I recently started to learn how to construct Snakemake pipelines this past week. There is still much for me to learn, but I was able to successfully put together a Snakefile, that will:
download the 16S rRNA reference database from the Genome Taxonomy Database (GTDB),
extract a couple of variable regions (only V4, V3V4 for now, I'll add others)
dereplicate the sequence and taxonomy data for full-length and variable regions
train a naive bayes taxonomy classifiers for all of them.
As outlined via this DAG:
Would this be something useful to aide in generating premade classifiers for each QIIME 2 release? Anyone interested in helping me streamline these Snakemake pipelines? I figure, these Snakemake pipelines would be useful to upload to the RESCRIPt repo too.

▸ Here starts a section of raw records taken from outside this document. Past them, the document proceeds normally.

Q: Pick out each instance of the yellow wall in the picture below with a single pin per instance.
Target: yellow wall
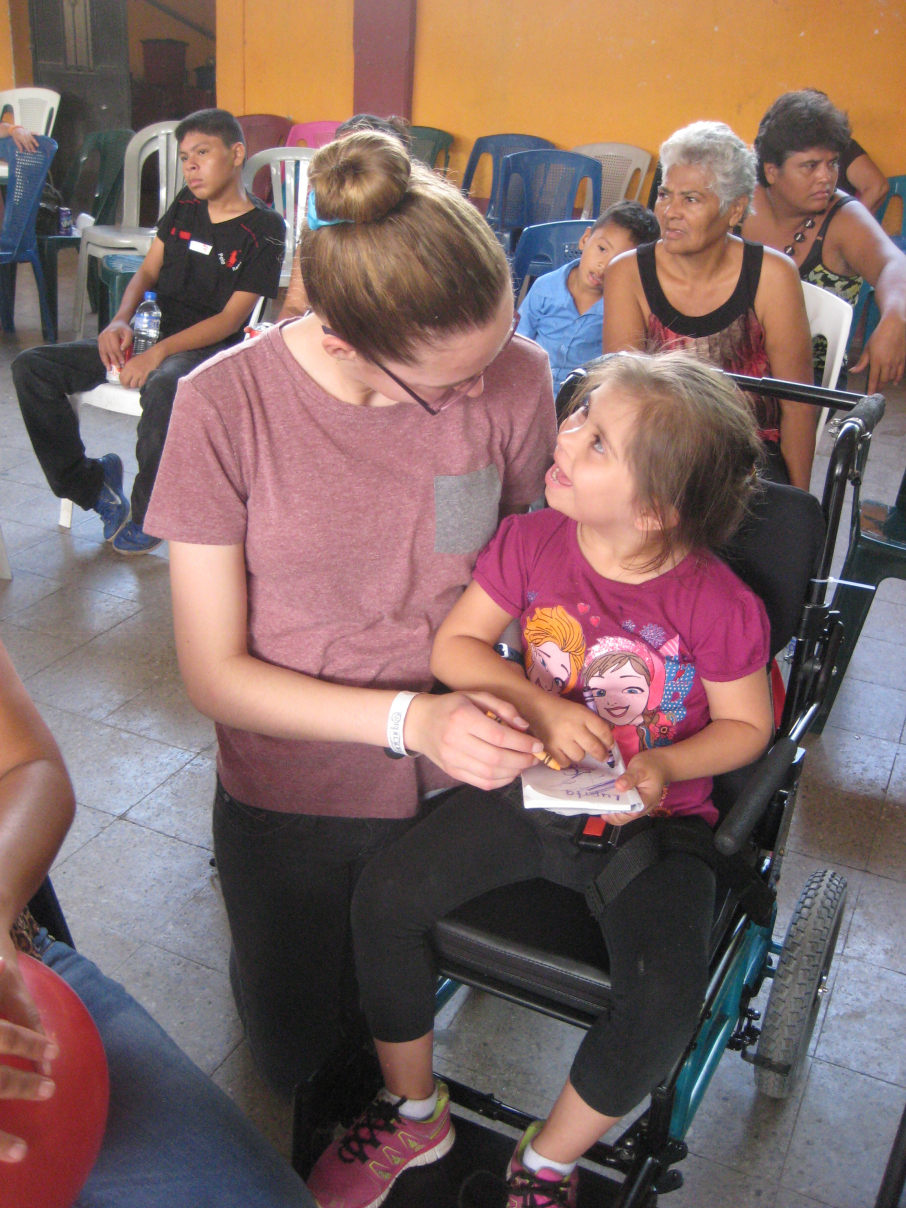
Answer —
(147, 22)
(610, 70)
(291, 57)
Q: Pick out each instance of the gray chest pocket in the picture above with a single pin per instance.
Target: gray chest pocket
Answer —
(465, 510)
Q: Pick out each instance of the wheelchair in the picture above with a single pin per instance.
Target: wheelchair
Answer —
(536, 945)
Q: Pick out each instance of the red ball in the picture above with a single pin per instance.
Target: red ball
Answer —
(63, 1133)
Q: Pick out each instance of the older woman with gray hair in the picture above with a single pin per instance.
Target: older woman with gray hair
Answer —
(725, 300)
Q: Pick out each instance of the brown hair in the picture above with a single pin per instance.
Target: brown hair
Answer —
(412, 260)
(693, 448)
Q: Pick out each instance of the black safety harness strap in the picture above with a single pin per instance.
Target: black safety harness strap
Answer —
(691, 836)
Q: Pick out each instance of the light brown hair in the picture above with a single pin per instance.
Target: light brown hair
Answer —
(692, 451)
(413, 260)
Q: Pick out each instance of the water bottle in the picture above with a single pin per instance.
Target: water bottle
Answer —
(146, 324)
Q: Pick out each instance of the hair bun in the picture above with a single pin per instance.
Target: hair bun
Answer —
(360, 178)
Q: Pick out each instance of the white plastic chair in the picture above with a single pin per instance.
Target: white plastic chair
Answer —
(289, 189)
(109, 396)
(619, 162)
(33, 108)
(829, 315)
(100, 240)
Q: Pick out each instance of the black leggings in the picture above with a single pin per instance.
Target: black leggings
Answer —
(656, 931)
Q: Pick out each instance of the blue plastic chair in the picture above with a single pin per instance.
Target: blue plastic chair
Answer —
(541, 186)
(546, 247)
(497, 146)
(18, 243)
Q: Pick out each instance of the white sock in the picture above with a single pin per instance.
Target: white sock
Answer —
(533, 1161)
(416, 1109)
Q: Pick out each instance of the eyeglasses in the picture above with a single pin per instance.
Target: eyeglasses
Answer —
(452, 393)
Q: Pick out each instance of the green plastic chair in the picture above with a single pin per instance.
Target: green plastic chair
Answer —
(115, 272)
(428, 143)
(110, 150)
(877, 551)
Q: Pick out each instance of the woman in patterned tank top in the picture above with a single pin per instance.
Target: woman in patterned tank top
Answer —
(702, 290)
(832, 238)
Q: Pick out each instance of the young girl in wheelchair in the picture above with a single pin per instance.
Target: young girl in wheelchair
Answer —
(666, 655)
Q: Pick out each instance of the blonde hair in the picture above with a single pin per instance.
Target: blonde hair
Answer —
(412, 260)
(692, 451)
(556, 625)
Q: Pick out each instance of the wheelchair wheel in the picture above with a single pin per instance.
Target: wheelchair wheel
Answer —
(800, 983)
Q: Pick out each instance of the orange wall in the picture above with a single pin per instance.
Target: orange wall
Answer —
(147, 22)
(7, 77)
(291, 57)
(605, 70)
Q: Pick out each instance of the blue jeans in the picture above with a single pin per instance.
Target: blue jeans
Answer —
(173, 1138)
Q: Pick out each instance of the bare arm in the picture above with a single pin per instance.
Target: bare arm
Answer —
(230, 685)
(780, 309)
(738, 732)
(625, 321)
(870, 253)
(869, 181)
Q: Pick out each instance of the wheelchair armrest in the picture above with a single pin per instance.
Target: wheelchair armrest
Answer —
(767, 777)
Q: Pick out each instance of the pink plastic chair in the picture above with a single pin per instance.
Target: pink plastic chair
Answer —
(262, 132)
(313, 134)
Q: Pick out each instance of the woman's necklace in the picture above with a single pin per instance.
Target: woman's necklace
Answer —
(800, 236)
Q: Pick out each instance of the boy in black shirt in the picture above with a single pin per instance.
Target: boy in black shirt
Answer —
(215, 253)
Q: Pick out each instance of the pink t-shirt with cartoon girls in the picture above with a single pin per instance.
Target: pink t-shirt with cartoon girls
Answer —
(634, 652)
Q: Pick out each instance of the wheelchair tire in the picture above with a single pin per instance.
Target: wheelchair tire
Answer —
(800, 983)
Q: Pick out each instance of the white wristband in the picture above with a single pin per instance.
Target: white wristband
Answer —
(396, 720)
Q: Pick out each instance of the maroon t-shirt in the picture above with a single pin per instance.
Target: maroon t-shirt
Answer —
(634, 652)
(361, 526)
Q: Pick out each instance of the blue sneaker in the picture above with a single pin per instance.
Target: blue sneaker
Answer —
(131, 539)
(111, 504)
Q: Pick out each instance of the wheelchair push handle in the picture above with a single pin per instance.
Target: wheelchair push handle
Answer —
(869, 411)
(767, 777)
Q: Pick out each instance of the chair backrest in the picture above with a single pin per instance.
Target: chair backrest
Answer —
(541, 186)
(33, 108)
(313, 134)
(829, 315)
(110, 149)
(263, 131)
(289, 185)
(497, 146)
(428, 143)
(28, 172)
(546, 247)
(898, 189)
(619, 163)
(157, 139)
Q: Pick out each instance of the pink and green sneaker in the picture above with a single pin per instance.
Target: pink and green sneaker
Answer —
(360, 1169)
(545, 1189)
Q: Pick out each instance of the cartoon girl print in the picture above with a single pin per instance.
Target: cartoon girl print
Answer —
(623, 681)
(555, 649)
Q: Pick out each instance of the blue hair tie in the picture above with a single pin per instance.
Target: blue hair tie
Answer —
(314, 221)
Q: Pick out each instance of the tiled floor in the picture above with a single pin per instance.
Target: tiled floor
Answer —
(89, 632)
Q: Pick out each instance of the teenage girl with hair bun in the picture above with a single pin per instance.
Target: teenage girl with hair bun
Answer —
(326, 489)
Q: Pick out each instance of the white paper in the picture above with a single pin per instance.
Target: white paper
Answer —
(586, 788)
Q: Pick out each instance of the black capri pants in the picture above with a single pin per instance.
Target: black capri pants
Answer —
(656, 933)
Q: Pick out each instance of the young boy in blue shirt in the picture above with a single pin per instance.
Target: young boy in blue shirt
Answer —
(564, 311)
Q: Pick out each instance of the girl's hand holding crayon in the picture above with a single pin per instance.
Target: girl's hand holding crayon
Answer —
(569, 731)
(646, 773)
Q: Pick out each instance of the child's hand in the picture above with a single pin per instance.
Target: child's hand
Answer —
(645, 773)
(569, 731)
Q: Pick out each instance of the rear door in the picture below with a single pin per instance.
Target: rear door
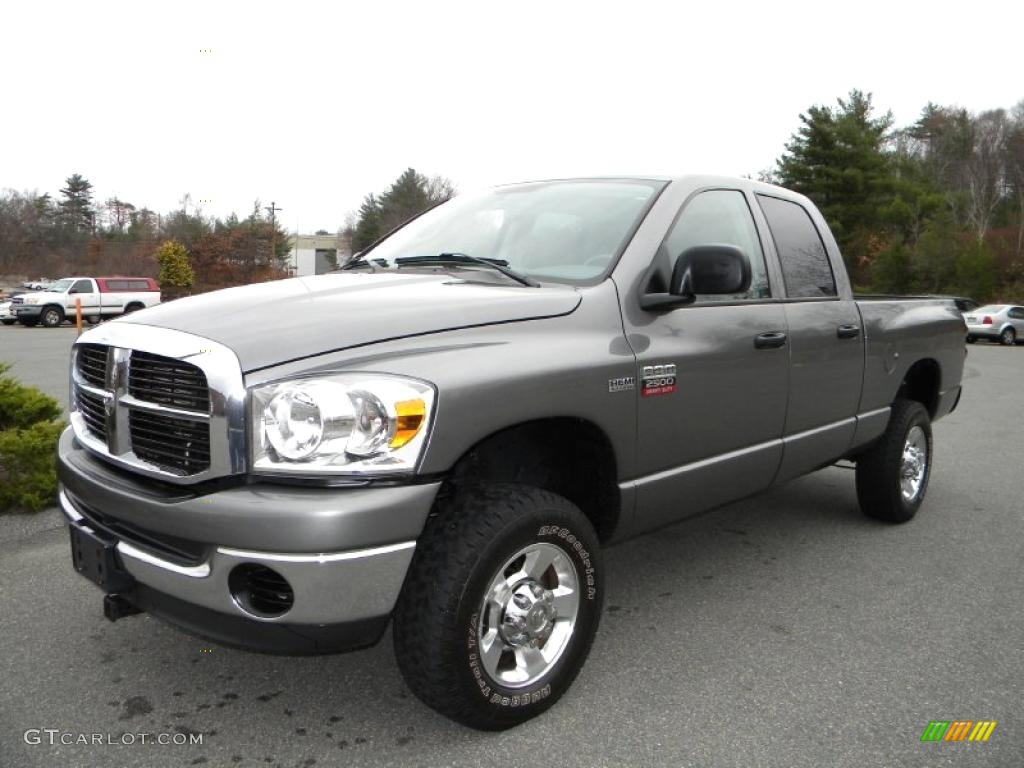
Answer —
(825, 340)
(1016, 316)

Hey @SoilRotifer , @lina-kim and @cmatzoros have been making similar pipelines with nextflow. We had planned to set up a RESCRIPt pipeline as well, but if you want to collaborate with us on this part that would be great.
I have wanted to do this for a long time with RESCRIPt to replace the current classifier training workflows.
I have a few upcoming projects, that will require leveraging both snakemake and nextflow. So, I figured I'd start teaching myself via RESCRIPt.
Anyway, I figure that I can start putting together the snakemake pipelines for our most common use cases, i.e. SILVA, UNITE, GTDB, etc... then progress into the more complicated pipelines that leverage pulling from GenBank, extract-seq-segments, etc...
Should I start a separate github repo for these, for now? Or do you have a place in mind? Or I can start a DropBox to share too...
What a great plan, thanks @SoilRotifer for getting started! Yes, it would play so nicely with the Nextflow workflow @cmatzoros and I have been building.
Separate GitHub repo is a good start, we currently have our own (hopefully modular) structure in place. I'll follow up with more details via DM.
I might be sending a bunch of snakemake questions your way. Although I have a few of these pipelines producing output, they could certainly be cleaned up a bit and be more generalizable. Thinking about how to structure filenames and wildcards is surely a mental exercise!
Snakemake sounds intriguing. I have been putting together a workflow for some data and I have ended up with a bash script which encompasses every step after QC (which is done separately).
What are the advantages of using Snakemake vs compiling your own script?
Hi @Mike_Stevenson, I've abandoned snakemake and am now using NextFlow. I have a private github repo that works to construct RDP, GTDB, and SILVA classifiers for the full length and several amplicon regions. It works, I just need to better organize the outputs. I'll be adding UNITE soon.
These workflows automate handling many steps for you with minimal code. Also, is quite reproducible with conda environments, job sumissions (i.e. slurm, etc...), I hope to implement these at some point.